Pipeline Parameters#

Parameter Name	Options	Description
Read Length	`50` `75` _^(default) `100` `150`	Read length preference for each sample can be made here and used for sequencing
Read Sampling	`1000` `1000000` `2000000` _^(default)	Number of reads to sample. 1M paired reads is equivalent to 2M individual reads
Genome	`GRCh38` _^(default) `GRCm38` `GRCm39`	Reference genome to use for alignment

Optional Modules#

Module	Options	Description
FastQC	_^(default)	FastQC performs QC checks on your raw sequencing data.
Qualimap	_^(default)	Qualimap evaluates the quality of the alignment data.
CNV	_^(default)	CNV evaluates the Copy Number Variation.
Kraken	_^(default)	Kraken evaluates taxonomic classification of reads.

Output Directories#

Output Directory	Notes
`multiqc`/	This section includes output files containing metrics from various tools to create a MultiQC report. MultiQC Report Example
`primary_analyses`/ `metrics`/	Metrics output from Fastp, Kraken, and/or FASTQC if those modules were selected to run the analyses for each biosample.
`secondary_analyses`/ `alignment`/ `metrics`/	`alignment/` Biosample level output containing aligned reads and index file on subsample reads. `metrics/` Metrics output from secondary analyses - Alignment, GC bias, Insert Size, Coverage, and library complexity metrics.
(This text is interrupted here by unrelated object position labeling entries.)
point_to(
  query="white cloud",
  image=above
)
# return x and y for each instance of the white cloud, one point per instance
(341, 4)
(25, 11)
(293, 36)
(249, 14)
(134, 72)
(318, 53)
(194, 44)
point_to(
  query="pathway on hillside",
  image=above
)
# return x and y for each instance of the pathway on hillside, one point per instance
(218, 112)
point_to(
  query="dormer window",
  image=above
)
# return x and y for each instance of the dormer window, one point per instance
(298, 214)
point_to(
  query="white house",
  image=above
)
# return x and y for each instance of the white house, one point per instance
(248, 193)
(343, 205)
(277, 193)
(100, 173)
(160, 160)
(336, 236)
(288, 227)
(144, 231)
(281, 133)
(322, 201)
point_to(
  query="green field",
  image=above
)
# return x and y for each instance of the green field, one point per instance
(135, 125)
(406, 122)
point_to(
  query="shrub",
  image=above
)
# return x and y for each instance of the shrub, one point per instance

The section includes outputs from the Bam Lorenz coverage tool containing information about coverage using lorenz curve estimation in order to look at uniformity across the genome. The `*-pipeline_all_metrics_mqc.txt` contains metrics from the `All Metrics` section of the MultiQC report found in BaseJumper. Bam lorenz curve Example
`tertiary_analyses`/ `cnv_ginkgo`/	Biosample level output from Ginkgo. CNV profile Example
`execution_info`/	This section includes execution information regarding the pipeline run.